Yep. client_secrets.json is opened on init(). Check line 76 of source code: https://github.com/google/google-api-python-client/blob/master/googleapiclient/sample_tools.py
Nice job! But may be using mysql is overhead. I’ve tried Search Console API. Check my code if you’re interested in it: https://www.ukietech.com/blog/marketing/download-google-search-queries-using-google-search-console-api/
Nice Alex. Anyone needing to download to CSV can use your script. My script actually dumps to CSV and then writes to SQL, but I think people will appreciate not having to modify/write their own code 🙂
Hey, thanks for providing the script. I got the updated version to work without much hassle, but am still facing a problem. For most URLs, I get the following error message:
googleapiclient.errors.HttpError:
It seems to be working for home pages only. For example, I can access the data for http://www.example.com/, but will receive the given error message for http://www.example.com/directory/index.html. Does anyone have an idea why that is and what to do about it?

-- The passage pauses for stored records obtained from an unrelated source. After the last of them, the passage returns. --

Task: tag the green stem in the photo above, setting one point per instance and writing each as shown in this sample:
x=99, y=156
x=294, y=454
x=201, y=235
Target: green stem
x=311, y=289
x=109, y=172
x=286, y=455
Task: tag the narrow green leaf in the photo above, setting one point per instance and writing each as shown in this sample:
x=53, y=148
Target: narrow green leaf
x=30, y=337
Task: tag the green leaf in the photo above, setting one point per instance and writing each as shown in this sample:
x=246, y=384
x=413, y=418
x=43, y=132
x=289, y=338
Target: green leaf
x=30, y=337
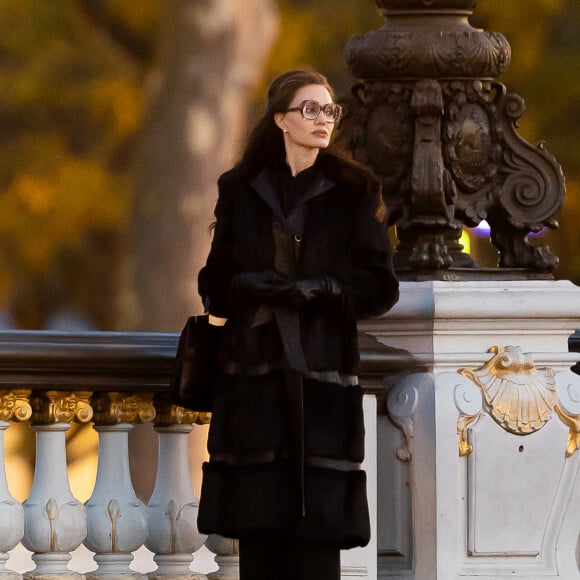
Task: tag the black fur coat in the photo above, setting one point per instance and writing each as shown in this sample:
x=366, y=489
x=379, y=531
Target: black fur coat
x=287, y=434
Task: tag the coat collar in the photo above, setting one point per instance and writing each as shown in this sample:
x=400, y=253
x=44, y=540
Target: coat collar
x=263, y=186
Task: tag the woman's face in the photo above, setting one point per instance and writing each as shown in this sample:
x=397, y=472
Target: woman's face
x=306, y=133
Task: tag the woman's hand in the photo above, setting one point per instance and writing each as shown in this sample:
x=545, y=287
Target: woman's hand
x=274, y=289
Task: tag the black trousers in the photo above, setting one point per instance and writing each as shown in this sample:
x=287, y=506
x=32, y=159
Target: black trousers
x=279, y=556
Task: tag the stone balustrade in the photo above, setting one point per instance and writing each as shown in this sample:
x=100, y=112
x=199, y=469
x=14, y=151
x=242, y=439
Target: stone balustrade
x=114, y=381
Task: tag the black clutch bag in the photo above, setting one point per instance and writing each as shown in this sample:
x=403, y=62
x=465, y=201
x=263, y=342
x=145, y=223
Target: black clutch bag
x=196, y=364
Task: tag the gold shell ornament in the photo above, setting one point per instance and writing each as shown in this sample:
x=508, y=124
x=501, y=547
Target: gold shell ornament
x=520, y=397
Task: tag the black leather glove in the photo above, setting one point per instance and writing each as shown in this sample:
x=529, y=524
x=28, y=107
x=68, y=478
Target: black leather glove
x=267, y=287
x=310, y=289
x=274, y=289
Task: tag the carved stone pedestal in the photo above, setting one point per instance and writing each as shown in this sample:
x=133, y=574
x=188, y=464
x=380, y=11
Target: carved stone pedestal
x=478, y=445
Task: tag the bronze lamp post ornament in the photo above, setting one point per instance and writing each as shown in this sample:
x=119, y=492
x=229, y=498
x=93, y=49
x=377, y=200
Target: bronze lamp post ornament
x=440, y=133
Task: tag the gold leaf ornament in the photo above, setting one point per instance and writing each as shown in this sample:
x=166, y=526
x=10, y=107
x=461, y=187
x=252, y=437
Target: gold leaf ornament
x=520, y=396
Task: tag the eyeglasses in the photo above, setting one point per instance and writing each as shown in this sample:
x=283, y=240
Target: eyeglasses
x=310, y=109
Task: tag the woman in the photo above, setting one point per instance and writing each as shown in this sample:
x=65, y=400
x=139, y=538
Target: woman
x=299, y=254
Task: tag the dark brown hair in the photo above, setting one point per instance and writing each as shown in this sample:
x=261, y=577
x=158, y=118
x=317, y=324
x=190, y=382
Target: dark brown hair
x=266, y=143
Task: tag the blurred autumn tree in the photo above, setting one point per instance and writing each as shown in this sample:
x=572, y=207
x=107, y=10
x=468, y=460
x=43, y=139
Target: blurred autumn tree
x=76, y=80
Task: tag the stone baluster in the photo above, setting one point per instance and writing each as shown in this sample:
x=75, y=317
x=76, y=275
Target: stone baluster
x=173, y=507
x=227, y=558
x=55, y=521
x=14, y=405
x=116, y=518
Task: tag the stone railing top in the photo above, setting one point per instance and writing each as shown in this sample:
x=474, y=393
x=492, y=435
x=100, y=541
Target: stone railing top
x=123, y=361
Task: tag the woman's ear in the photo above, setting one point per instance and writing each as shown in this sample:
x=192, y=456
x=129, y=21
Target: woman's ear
x=279, y=120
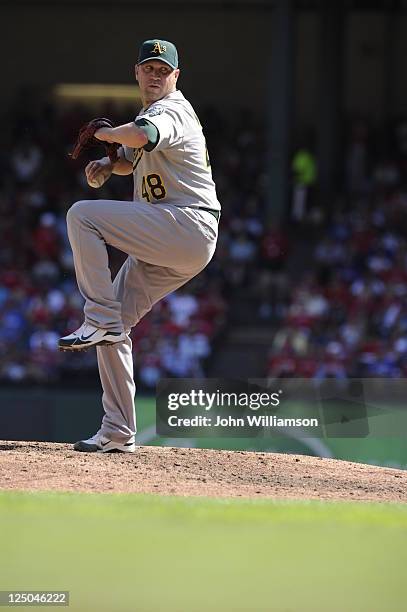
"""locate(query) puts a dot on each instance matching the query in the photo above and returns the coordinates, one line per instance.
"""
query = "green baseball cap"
(158, 49)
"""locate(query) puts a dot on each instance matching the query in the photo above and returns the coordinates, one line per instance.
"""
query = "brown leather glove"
(86, 139)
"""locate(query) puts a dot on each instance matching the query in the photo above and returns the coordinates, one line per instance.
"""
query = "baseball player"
(169, 232)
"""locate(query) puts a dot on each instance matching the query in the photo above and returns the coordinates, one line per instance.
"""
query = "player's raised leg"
(138, 286)
(169, 236)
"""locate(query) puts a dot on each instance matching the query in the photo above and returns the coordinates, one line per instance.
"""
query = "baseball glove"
(86, 139)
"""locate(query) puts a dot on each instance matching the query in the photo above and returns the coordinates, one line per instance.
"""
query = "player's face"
(156, 79)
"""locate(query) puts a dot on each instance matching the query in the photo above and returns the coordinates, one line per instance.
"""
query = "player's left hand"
(86, 138)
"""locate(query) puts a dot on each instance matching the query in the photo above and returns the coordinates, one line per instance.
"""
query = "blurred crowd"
(347, 313)
(331, 282)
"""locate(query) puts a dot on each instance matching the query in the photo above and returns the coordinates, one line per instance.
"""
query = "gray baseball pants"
(166, 246)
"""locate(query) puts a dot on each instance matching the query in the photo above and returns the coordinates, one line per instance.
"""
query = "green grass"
(146, 553)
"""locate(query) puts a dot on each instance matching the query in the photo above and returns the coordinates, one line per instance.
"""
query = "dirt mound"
(181, 471)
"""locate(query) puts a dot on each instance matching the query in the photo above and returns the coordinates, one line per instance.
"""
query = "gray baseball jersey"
(177, 169)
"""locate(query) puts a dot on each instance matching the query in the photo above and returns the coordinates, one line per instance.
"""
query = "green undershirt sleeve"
(150, 131)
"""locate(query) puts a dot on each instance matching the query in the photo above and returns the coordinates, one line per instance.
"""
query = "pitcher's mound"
(181, 471)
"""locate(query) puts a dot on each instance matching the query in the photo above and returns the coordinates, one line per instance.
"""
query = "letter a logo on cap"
(158, 48)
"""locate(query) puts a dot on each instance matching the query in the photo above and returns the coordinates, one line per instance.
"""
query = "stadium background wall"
(65, 415)
(50, 53)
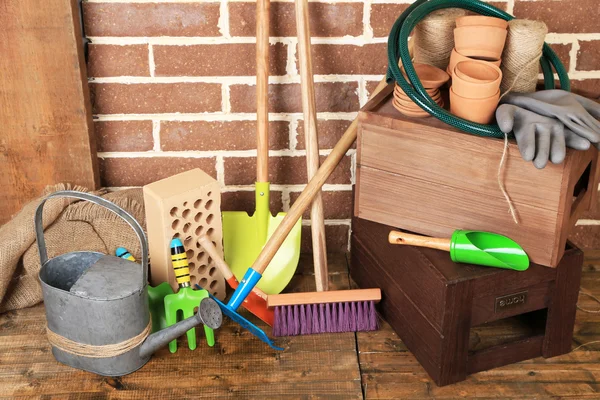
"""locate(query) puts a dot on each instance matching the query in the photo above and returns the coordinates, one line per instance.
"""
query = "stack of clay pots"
(474, 67)
(432, 78)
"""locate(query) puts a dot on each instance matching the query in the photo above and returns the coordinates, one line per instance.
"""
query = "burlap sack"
(69, 225)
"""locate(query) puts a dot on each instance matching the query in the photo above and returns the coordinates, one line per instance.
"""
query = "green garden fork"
(186, 299)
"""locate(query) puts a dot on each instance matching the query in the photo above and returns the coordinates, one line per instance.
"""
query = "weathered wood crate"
(427, 177)
(432, 303)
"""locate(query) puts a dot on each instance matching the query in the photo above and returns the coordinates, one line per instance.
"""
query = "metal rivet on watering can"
(97, 304)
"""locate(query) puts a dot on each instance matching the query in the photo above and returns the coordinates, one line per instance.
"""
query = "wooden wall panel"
(45, 114)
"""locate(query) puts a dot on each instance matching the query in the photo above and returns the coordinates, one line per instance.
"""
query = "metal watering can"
(97, 304)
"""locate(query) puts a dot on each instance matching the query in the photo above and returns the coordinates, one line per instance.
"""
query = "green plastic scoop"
(471, 247)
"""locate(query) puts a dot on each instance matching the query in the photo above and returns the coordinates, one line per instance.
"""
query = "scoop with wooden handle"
(471, 247)
(256, 302)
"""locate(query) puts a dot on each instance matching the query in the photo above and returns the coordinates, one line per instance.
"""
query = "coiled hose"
(398, 50)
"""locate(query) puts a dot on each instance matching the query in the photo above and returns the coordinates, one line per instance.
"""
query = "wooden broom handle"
(396, 237)
(262, 90)
(213, 253)
(317, 218)
(309, 192)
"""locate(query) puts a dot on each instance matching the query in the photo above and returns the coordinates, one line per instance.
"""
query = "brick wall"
(172, 86)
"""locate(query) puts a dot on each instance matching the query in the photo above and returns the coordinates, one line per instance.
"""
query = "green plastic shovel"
(471, 247)
(244, 236)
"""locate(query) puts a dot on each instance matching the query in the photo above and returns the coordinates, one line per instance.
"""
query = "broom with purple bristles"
(324, 312)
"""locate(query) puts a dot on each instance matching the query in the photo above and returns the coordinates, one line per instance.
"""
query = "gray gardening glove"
(576, 112)
(539, 138)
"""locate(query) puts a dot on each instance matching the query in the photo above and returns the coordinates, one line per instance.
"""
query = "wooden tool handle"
(335, 296)
(213, 253)
(308, 194)
(396, 237)
(309, 109)
(262, 90)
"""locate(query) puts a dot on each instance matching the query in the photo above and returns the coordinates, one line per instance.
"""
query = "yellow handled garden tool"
(244, 236)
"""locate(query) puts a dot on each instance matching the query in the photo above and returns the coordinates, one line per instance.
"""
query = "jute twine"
(522, 52)
(95, 351)
(434, 37)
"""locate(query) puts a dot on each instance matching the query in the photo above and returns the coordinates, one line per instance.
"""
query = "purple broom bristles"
(333, 320)
(321, 328)
(325, 318)
(304, 326)
(315, 314)
(277, 326)
(352, 317)
(372, 316)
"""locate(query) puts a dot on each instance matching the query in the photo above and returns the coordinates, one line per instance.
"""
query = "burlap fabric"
(69, 225)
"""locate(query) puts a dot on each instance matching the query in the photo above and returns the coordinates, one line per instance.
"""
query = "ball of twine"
(522, 53)
(434, 37)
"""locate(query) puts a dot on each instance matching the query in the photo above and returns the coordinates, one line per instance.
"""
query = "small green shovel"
(471, 247)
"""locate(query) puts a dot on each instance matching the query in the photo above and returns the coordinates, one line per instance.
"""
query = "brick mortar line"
(558, 38)
(274, 80)
(293, 138)
(220, 169)
(573, 57)
(210, 154)
(225, 98)
(151, 64)
(360, 40)
(367, 28)
(248, 80)
(221, 117)
(328, 187)
(223, 22)
(510, 7)
(156, 135)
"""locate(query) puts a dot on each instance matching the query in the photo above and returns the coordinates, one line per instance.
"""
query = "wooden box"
(433, 303)
(427, 177)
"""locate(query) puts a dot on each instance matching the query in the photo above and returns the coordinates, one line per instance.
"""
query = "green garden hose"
(398, 50)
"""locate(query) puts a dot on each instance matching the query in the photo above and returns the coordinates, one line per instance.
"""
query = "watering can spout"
(208, 314)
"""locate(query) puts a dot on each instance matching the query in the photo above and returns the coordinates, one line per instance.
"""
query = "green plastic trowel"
(471, 247)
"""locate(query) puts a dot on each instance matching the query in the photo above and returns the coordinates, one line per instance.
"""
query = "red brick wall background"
(172, 86)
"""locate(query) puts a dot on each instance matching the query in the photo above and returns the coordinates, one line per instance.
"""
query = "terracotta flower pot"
(483, 42)
(474, 110)
(431, 77)
(477, 71)
(456, 57)
(476, 79)
(470, 20)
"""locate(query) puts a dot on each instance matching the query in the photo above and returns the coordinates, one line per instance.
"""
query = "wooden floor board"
(334, 366)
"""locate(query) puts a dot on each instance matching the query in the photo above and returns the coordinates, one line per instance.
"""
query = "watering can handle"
(39, 227)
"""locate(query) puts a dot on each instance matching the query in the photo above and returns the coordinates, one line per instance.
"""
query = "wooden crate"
(432, 303)
(427, 177)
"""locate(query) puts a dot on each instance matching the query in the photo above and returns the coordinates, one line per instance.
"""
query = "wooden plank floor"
(373, 365)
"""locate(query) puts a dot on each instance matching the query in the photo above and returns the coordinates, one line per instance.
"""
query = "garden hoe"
(256, 302)
(244, 236)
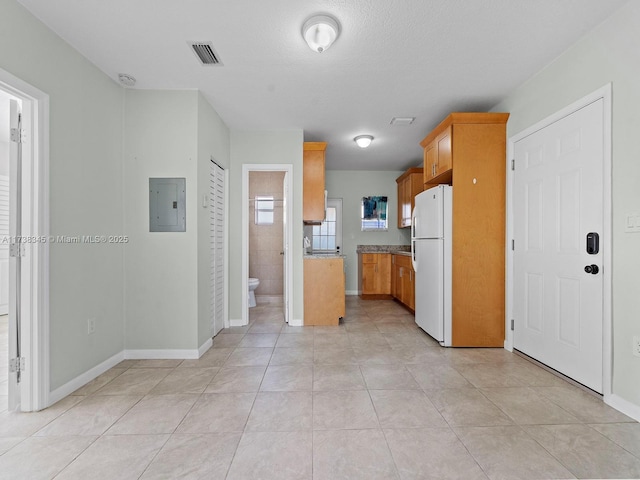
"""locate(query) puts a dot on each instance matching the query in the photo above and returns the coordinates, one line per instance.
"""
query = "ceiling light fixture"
(320, 31)
(363, 141)
(126, 79)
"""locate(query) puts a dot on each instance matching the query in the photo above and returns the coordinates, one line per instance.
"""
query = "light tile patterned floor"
(374, 398)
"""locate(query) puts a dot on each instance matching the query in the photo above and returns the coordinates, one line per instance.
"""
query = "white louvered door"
(216, 238)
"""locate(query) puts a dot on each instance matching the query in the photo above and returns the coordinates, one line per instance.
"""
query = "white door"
(15, 320)
(4, 245)
(557, 202)
(285, 246)
(216, 238)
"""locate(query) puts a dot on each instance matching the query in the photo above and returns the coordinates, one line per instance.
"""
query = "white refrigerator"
(431, 227)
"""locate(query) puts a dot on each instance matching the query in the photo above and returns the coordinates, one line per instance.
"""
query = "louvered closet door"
(216, 236)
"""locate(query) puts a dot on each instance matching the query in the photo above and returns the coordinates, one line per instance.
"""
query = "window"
(373, 213)
(264, 209)
(327, 237)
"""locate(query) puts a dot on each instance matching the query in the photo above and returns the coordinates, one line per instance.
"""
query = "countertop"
(324, 255)
(397, 249)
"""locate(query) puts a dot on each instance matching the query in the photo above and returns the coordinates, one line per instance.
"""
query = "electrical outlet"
(91, 326)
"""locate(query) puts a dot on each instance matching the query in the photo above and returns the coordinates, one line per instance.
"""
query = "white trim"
(157, 354)
(205, 347)
(630, 409)
(84, 378)
(35, 393)
(274, 167)
(236, 322)
(604, 93)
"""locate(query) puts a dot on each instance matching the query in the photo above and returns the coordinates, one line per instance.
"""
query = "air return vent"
(205, 53)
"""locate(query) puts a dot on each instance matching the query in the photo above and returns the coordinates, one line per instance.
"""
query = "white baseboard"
(84, 378)
(296, 322)
(204, 347)
(161, 354)
(625, 406)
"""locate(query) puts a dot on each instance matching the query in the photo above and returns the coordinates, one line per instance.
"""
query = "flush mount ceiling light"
(363, 141)
(126, 79)
(320, 31)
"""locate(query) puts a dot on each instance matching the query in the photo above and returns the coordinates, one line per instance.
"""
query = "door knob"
(592, 269)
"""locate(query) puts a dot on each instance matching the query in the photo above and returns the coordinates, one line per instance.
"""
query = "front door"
(558, 282)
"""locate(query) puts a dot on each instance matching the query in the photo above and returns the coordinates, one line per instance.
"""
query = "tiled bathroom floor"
(373, 398)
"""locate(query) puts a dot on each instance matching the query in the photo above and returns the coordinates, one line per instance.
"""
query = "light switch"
(632, 222)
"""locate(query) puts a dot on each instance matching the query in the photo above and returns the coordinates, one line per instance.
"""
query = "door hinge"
(18, 135)
(16, 250)
(16, 365)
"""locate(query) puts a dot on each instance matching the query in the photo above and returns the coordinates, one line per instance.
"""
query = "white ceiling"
(418, 58)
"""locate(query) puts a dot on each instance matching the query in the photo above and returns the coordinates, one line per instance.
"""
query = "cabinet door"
(444, 161)
(369, 278)
(313, 182)
(384, 274)
(430, 161)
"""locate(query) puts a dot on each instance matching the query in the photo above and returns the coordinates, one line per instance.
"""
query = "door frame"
(604, 93)
(288, 240)
(35, 386)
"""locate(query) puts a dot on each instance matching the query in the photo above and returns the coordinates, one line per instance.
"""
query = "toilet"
(253, 284)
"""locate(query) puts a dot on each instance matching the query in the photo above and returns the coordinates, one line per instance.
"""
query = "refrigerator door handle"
(413, 255)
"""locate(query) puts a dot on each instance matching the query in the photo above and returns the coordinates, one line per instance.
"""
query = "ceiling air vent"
(205, 53)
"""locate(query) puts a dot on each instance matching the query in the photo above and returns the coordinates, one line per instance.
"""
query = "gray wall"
(85, 141)
(607, 54)
(351, 186)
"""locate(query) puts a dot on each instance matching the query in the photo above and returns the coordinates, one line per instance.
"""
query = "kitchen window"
(327, 237)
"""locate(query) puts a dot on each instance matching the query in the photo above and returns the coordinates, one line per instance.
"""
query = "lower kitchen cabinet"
(324, 302)
(374, 275)
(403, 281)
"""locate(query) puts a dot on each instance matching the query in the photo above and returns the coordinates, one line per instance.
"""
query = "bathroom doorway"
(266, 239)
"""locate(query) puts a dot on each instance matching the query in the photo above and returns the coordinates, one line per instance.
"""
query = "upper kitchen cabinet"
(410, 183)
(462, 137)
(313, 182)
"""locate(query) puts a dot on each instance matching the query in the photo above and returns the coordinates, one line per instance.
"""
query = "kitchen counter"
(324, 255)
(383, 249)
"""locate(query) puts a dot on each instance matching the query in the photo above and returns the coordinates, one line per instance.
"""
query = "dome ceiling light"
(363, 141)
(320, 31)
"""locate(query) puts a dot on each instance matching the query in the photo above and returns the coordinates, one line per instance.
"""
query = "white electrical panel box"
(167, 211)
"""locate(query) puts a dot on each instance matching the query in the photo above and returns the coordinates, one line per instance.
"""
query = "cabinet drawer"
(369, 257)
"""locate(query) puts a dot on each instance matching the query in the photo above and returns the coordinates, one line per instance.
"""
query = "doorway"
(266, 238)
(559, 220)
(27, 280)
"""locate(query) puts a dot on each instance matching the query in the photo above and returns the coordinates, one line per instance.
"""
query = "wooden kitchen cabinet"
(410, 183)
(403, 280)
(324, 302)
(468, 151)
(313, 182)
(374, 275)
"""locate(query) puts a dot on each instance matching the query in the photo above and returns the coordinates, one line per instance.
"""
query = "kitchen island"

Looks like the error message from the previous post was stripped because of its brackets. Here it is again:
HttpError 403 when requesting https://www.googleapis.com/webmasters/v3/sites/{URL}/query?alt=json returned “User does not have sufficient permission for site ‘{URL}’. See also: https://support.google.com/webmasters/answer/2451999.”
What about the ability to write “top queries” to one file/table and writing “top pages” to a separate file/table. How would your script need to be modified to accomplish that task.